Issue with ES 6.8 supporting _all field within index created in ES 5.6

Hello,

In production, we use Elasticsearch to index our data for search related purposes. To interact with our current ES 5.6 cluster, we use the Java transport client. We are in the process of preparing for an upgrade from ES 5.6 to ES 6.8. We plan on switching to the Java high level REST client as part of this process.

According to the ES reference manual, each major version of ES should be able to read and support indices created within its same major version or one prior. So, if I understand this correctly, a cluster of nodes running ES 6.8 should be able to read and support indices created in any minor version of ES 6.x as well as any minor version of ES 5.x. If this is true, then ES 6.8 should have no problem reading and supporting our indices created with ES 5.6.

So far, this has been true except for when it comes to searches against the _all field. We understand that the _all field is deprecated and that we will be unable to create new indices in ES 6.x with this field enabled or referenced in any form. However, if we simply remove our usage of the _all field in one fell swoop and switch over to our own special catch all field that we write to through the use of the new copy_to parameter, then this means that all users would be forced to reindex before searches that utilize the new catch all field are successful. If we do not enforce a rebuild in this case, then users would be making searches against an old index (one created in 5.6) that does not yet have knowledge of the new catch all field.

For example, let's assume that we have an index built in ES 5.6 that has the _all field enabled and used. Searches made against this index that specify usage of the _all field will be successful. Now, let's assume that we upgrade to ES 6.8 and release a new version of our code where searches are made against the index specifying the usage of our new catch all field. Well, until we reindex the index built during 5.6 so that it has knowledge of the new catch all field, these searches will fail.

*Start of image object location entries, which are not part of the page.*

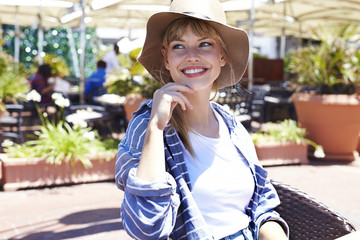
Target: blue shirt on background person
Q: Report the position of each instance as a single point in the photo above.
(95, 83)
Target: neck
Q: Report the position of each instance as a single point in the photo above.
(202, 118)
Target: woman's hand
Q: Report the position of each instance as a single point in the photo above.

As a result, what we would like to do is have a transition period where we temporarily still search against the _all field in ES 6.8 until all indexes are rebuilt without the _all field, thus eliminating the need for it. However, during our testing of executing searches against ES 6.8 that specify the _all field as the target field for querying against, we are seeing inconsistent behavior when compared to how the same searches worked in ES 5.6.

These issues are specifically around usages of the wildcard operator, *, within the query strings that are targeting the _all field.

For example, the following query string search payload against the _all field for an index in ES 5.6 expectedly gives us all documents that have any string that ends with "super" that is part of the _all field:

GET index/_search
{
    "query": {
        "query_string" : {
            "query" : "*super",
            "default_field" : "_all",
            "fields" : [ ],
            "use_dis_max" : true,
            "tie_breaker" : 0.0,
            "default_operator" : "or",
            "auto_generate_phrase_queries" : false,
            "max_determinized_states" : 10000,
            "enable_position_increments" : true,
            "fuzziness" : "AUTO",
            "fuzzy_prefix_length" : 0,
            "fuzzy_max_expansions" : 50,
            "phrase_slop" : 0,
            "escape" : false,
            "split_on_whitespace" : true,
            "boost" : 1.0
        }
    }
}

While the same query string search payload (adjusted for unrelated deprecated parameters) against the _all field for the same index that is now running in ES 6.8 instead gives us every single document in the index as if it makes no attempt to see if super is in the _all field:

GET index/_search
{
    "query": {
        "query_string" : {
            "query" : "*super",
            "default_field" : "_all",
            "fields" : [ ],
            "type" : "best_fields",
            "default_operator" : "or",
            "max_determinized_states" : 10000,
            "enable_position_increments" : true,
            "fuzziness" : "AUTO",
            "fuzzy_prefix_length" : 0,
            "fuzzy_max_expansions" : 50,
            "phrase_slop" : 0,
            "escape" : false,
            "auto_generate_synonyms_phrase_query" : true,
            "fuzzy_transpositions" : true,
            "boost" : 1.0
        }
    }
}

It's almost as if the query string "*super" is now being tokenized at some point to be separated into "*" and "super", thus giving back every single document in the index rather than only those that have a string that in some way ends with super in the _all field.

So, my question is, what has changed to cause this behavior when searching against the _all field? Are wildcard operators now treated/tokenized differently? Is this a known bug?

This is an issue whether or not the _all field is specified as the default_field or in the "fields":[] collection. Interestingly, putting the * operator at the end does not result in the same behavior. It's as if the * is ignored in this case.

Additionally, the wildcard operator, *, when used in queries against all other fields besides the _all field seems to work as expected. It is only when we have a * in the query string for a query against the _all field that we start to get unexpected results. i.e. every document in the index

Thank you for your time and any help

Evan

This topic was automatically closed 28 days after the last reply. New replies are no longer allowed.